Hemen hemen herkes gibi benim de çocuklarla aram iyidir ve bu sebeple onlarla kurduğum iletişim yetişkinlerle kurduğum iletişimden biraz daha farklıdır. Bu sebepledir ki her şeylerini anlatmak isterler ve herhangi bir talepleri olduğunda çekinmeden söyleyebilirler. Hal böyle olunca da ilginç ilginç diyaloglara şahit olmak kaçınılmaz oluyor ve bu yazımızda o ilginç diyaloglardan bir tanesini sizlerle paylaşmak istiyorum:
Bir gün güzeller güzeli bir yavrumuz benim gibi kitap okumayı çok sevdiğini ve kendisine kendi kitaplarımdan ödünç verip veremeyeceğimi sormuştu. Elbette ki bu güzel talep karşısında olumsuz geri dönüş yapmak olası değildi ve bu sebeple güzel yavrumuza benim kütüphanemde onun yaş grubuna uygun kitaplar olmadığını ancak ona hediye edebileceğimi belirtiverdim. Güzel yavrucuk çok sevindi bu geri dönüşüm karşısında ancak hiç hesaba katmadığımız bir şey ile karşılaştık o da şu ki güzel yavrucuğumuzun yanında kalmakta olduğu yengesi “Başka kitaplarla kafası bulanmasın alacaksan Kur’an-ı Kerim al çünkü ben başka hiçbir kitap okutmam.” şeklinde bir tepki vermişti. Hayli şaşırdım bu tepki karşısında lakin yine de anlamaya çalışarak alternatif sunmaya çalıştım “Evet haklısın Kur’an-ı Kerim de almalıyız ve hatta alalım ancak Kur’an-ı Kerim’in yanında okuma kitapları da alalım olmaz mı?” dedim. Ancak yenge hanım gayet kararlıydı ve himayesindeki çocuğun asla başka bir kitap okumasını kabul etmedi.

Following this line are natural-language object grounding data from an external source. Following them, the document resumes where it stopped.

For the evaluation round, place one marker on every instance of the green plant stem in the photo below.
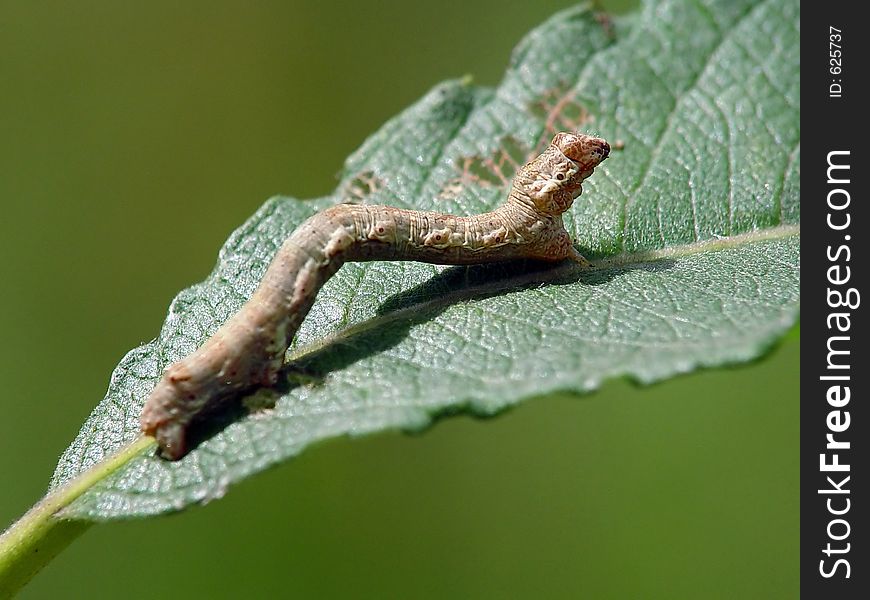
(37, 537)
(42, 532)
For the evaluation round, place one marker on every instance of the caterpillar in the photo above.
(248, 350)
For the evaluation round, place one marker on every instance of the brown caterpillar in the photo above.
(248, 350)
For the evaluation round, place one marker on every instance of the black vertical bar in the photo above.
(835, 103)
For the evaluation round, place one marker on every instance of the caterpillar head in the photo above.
(556, 176)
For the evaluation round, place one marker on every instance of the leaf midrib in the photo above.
(619, 260)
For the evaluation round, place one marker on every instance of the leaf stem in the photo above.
(37, 537)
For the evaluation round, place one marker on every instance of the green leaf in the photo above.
(694, 224)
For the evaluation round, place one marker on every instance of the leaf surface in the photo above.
(695, 225)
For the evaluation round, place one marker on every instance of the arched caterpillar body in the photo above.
(248, 350)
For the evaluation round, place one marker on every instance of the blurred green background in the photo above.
(135, 136)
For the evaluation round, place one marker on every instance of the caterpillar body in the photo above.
(248, 350)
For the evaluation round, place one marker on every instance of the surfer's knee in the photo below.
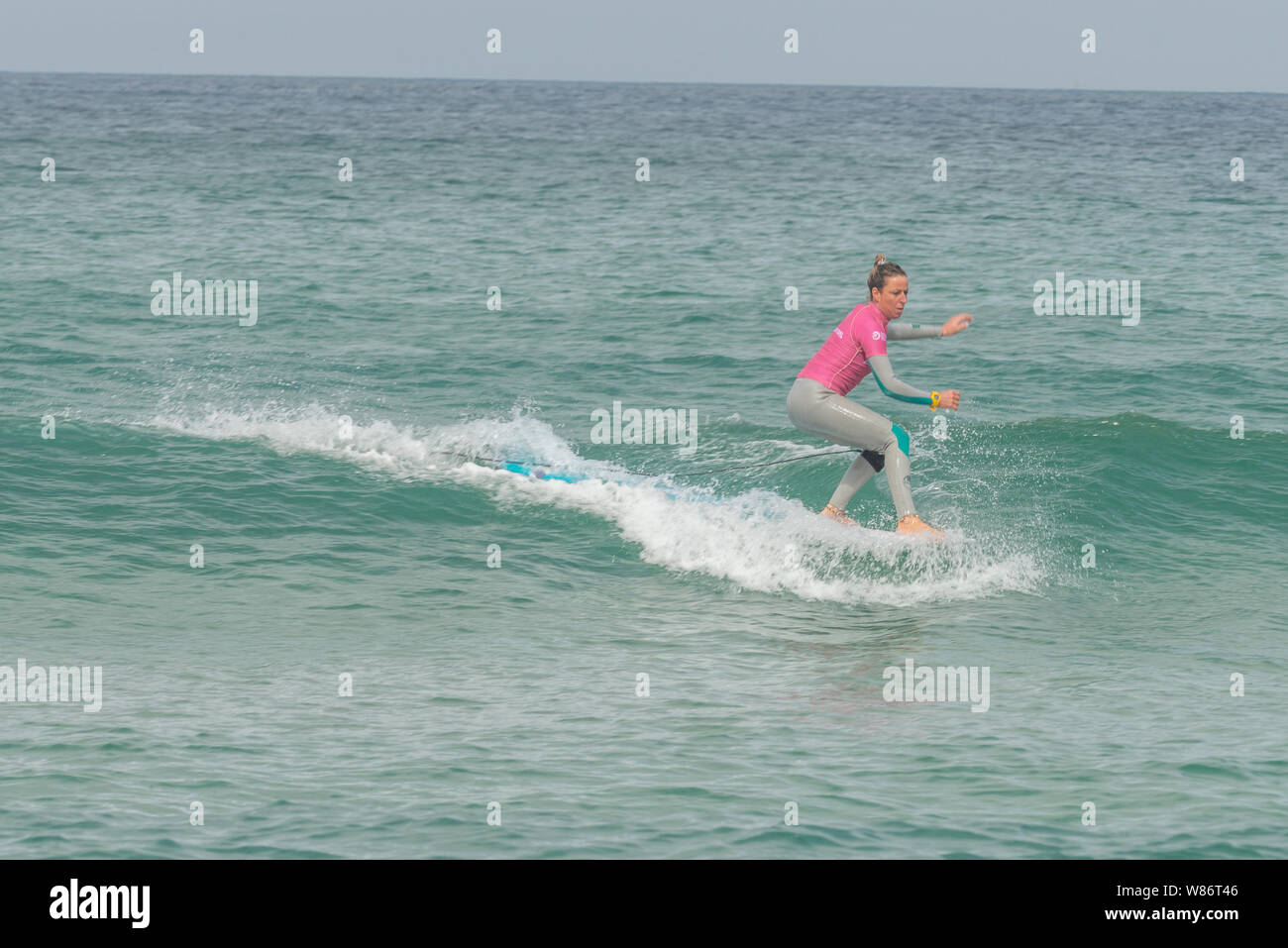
(902, 440)
(896, 438)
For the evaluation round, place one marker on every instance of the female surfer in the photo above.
(816, 402)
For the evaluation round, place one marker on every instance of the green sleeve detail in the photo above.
(911, 399)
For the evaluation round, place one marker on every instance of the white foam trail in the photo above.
(758, 540)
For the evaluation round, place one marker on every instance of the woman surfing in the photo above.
(816, 402)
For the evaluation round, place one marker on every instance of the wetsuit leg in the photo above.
(815, 408)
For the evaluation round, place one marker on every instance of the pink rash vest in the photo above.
(842, 360)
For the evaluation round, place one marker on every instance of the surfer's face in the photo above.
(892, 298)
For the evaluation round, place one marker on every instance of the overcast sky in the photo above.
(1031, 44)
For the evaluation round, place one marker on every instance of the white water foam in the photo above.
(758, 540)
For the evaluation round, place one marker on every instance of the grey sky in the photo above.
(1031, 44)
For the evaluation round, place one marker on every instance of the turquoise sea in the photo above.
(670, 659)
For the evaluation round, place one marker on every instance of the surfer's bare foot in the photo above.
(837, 514)
(914, 524)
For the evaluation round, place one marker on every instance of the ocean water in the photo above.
(668, 659)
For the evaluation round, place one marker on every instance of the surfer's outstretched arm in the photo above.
(894, 388)
(898, 331)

Şimdi bu olay nezdinde diyeceğim şudur ki dostlar acaba bizler okumak dediğimiz şeyi yanlış mı anlıyoruz yani okumak dediğimiz şeyi yalnızca Kur’an-ı Kerim okumak olarak mı algılıyoruz. Eğer böyleyse o halde sünnet okuması yapmamalı mıyız, o halde fıkıh okuması yapmamalı mıyız, o halde ilim dediğimiz şeyin kapısını aralamamalı mıyız? Yalnızca Kur’an-ı Kerim’i okuyarak idrak seviyesine ulaşabileceğimizi zannediyorsak başka hiçbir şey okumamalı mıyız? Şayet böyleyse bizim algımız şunu atlamıyor mu: Sizce de yine ve yeniden başlangıç noktasına varmak Rabb’i ve Rabb’in varlığını idrak etmek imanımızı taklit boyutundan öteye taşınmayacak mı? Daha da doğrusu imanımızı taklit boyutundan daha da öteye taşıyabilmenin yolu farklı şeyleri okuyup okuyup kitabı mukaddes dediğimiz kitabımıza varmak ve Rabbimizi iliklerimize kadar hissetmek değil midir?
Kıymetli dostlar lütfen ama lütfen ilim dediğimiz şeyi küçümsemeyelim çünkü ilim dediğimiz şey beşer aklımız ve kapasitemiz ile yalnızca Kur’an-ı Kerim okumaktan ibaret değil çünkü bizlerin Kur’an-ı Kerim’i anlayabilmesi için onu her manada yaşayabilmesi gerekiyor. Yani bu ne demek oluyor? Şöyle ki bir ağacın gelişimsel sürecini görüp ya da bir kelebeğin kelebek olmasındaki sırra vakıf olup hakikati kavrayabilmektir aslında okumak ve hakiki manada öğrenmek. Dünyada bizim için yaratılmış olan şeyleri tefekkür ile gözlemleyip, idrak edip cennetin nimetlerini hayal edebilmektir okumak. O yüzden lütfen ama lütfen kendimizi ve çocuklarımızı okumanın her çeşidinden mahrum etmeyelim çünkü bizler okudukça çıkmaz sokaklardan kurtulup Rabbimize yine ve yeniden varabileceğiz.